Many ingredients go in to ‘The Hurt Kingdom’, the debut EP from To Bury A Ghost; Matt Bellamy-esque vocal stylings courtesy of main dude Jon Stobler, some heaving, groovy, almost trip hop like beats from Rupert Boddington and then Marc Bransgrove chucks in some hefty basslines, to this basic mix they stir in some Radioheadish electronic noodling, post rocky guitars and shake liberally. The result is quite staggeringly pleasing on the ear.
From the moment ‘Birthday’ introduces itself with a fanfare of brass, a lolloping groove and impassioned yet understated vocals, it becomes apparent this is no ordinary debut but a fully realised, hugely polished and accomplished record from a band who have a very strong sense of what they want to sound like and where they are taking their music, which is not always where you would expect.
‘Coming Up For Air’ adds a bit of steel to the silk so far displayed. A chunkier beat and heavier guitars overlay some beautifully melodic keyboards and Stolber’s gorgeous voice, by contrast ‘Jaws Of Love’, as one might imagine from the title, is a more introspective affair, although it still builds slowly to an epic, and noisy, conclusion.
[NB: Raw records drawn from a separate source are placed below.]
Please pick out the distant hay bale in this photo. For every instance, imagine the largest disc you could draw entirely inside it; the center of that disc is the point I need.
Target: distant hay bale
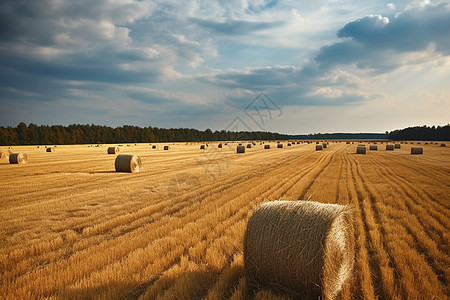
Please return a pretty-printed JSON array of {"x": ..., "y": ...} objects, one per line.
[
  {"x": 113, "y": 150},
  {"x": 302, "y": 248},
  {"x": 18, "y": 158},
  {"x": 361, "y": 150},
  {"x": 128, "y": 163},
  {"x": 416, "y": 150}
]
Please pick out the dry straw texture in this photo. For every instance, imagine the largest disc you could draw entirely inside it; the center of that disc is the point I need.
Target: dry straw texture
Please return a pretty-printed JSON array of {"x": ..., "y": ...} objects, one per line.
[
  {"x": 361, "y": 150},
  {"x": 18, "y": 158},
  {"x": 128, "y": 163},
  {"x": 305, "y": 249},
  {"x": 416, "y": 150},
  {"x": 113, "y": 150}
]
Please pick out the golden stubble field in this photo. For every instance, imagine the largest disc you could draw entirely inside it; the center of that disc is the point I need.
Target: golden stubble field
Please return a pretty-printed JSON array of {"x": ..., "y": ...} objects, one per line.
[{"x": 73, "y": 228}]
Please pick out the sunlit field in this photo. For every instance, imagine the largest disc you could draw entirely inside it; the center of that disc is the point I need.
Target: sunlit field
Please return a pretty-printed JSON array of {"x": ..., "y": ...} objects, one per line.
[{"x": 73, "y": 228}]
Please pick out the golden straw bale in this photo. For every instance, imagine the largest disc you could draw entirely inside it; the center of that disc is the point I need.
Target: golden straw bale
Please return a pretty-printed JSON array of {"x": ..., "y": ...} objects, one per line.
[
  {"x": 113, "y": 150},
  {"x": 128, "y": 163},
  {"x": 302, "y": 248}
]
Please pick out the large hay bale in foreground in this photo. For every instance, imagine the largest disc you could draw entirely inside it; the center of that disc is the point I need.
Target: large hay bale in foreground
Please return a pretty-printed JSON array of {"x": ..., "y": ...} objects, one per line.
[
  {"x": 361, "y": 150},
  {"x": 18, "y": 158},
  {"x": 416, "y": 150},
  {"x": 302, "y": 248},
  {"x": 113, "y": 150},
  {"x": 128, "y": 163}
]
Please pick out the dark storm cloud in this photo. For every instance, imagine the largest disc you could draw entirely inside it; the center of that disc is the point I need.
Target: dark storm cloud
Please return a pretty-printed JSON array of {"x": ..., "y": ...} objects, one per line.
[
  {"x": 373, "y": 41},
  {"x": 235, "y": 27}
]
The pièce de résistance, however, is left to the end (well, the fifth track is a remix of ‘Coming Up For Air’ so I’m not counting that!). ‘Beginning Is The End’ is a splendid sweeping, soaring masterpiece that plays out over six and a half wonderful minutes; the most out and out post rock of the tracks here, it builds and builds layers of noise and then collapses back in on itself like a wave breaking on the shore, achingly lovely.
As debuts go, this is certainly one of the most promising ones I’ve heard in quite some time. This is the sound of a band confident in their own ability and ready to take on the world, watch out for them.